Major General McMaster’s op-ed provides an opportunity to tee up a debate over two theories of success. I’ll try to summarize what I think they are:

The theory of success from the ground forces perspective and from FM 3-24 is that a large but temporary deployment of Western ground troops into a failed state can enforce security during an interval when indigenous security forces and institutions are stood up. The hoped-for result is a stable and presumably pro-Western state. This theory of success largely failed in Iraq and Afghanistan because

(1) As Gen Abizaid predicted, the Western armies were an “antibody” that catalyzed violent resistance;

(2) Standing up local security forces was doomed due to moral hazard; and

(3) Corruption, caused by the tsunami of Western money, doomed any chance of creating indigenous institutions.

Patience for the strategy among the public and policymakers ran out after about three years, resulting in abandonment of the theory. Even so, ground-centric theorists explain, as McMaster did, that war is ultimately fought in the human domain and that therefore the persistent presence of ground forces is essential in order to establish the human contact and relations necessary to mold success.

The theory of success for air power advocates is that air power targeting, either by itself or in support for air mobile raiding forces, can effectively suppress global terror threats as occasionally may be required, without creating the “antibody effect” and in a manner that does not risk sustained public support for action. For security competitions with capable nation-states, air power can hold at risk assets and conditions (such as internal political control) highly valued by adversaries and thus guide the behavior of those actual or potential adversaries in favorable directions. An example of actual recent employment of air power coercion was Serbia 1999, when the bombing of assets valued by Milosevic and his associates compelled their cooperation. Ground-centric theorists such as McMaster, Mattis, et al scoff that this theory remains hopelessly utopian, mostly because it ignores the necessity of human relationships.
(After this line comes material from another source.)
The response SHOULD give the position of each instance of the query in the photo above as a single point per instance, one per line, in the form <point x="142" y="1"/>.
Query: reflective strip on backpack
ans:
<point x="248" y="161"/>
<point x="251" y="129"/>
What the two theories have in common is that success for either requires effective and sustainable behavior modification in (surviving) adversaries. They differ in what it will take to achieve that modification, and over which of their methods is viable and sustainable in the context of American culture.

I think the outcome of this debate is tightly connected to the debate over U.S. military force structure (and budget shares) over the remainder of this decade.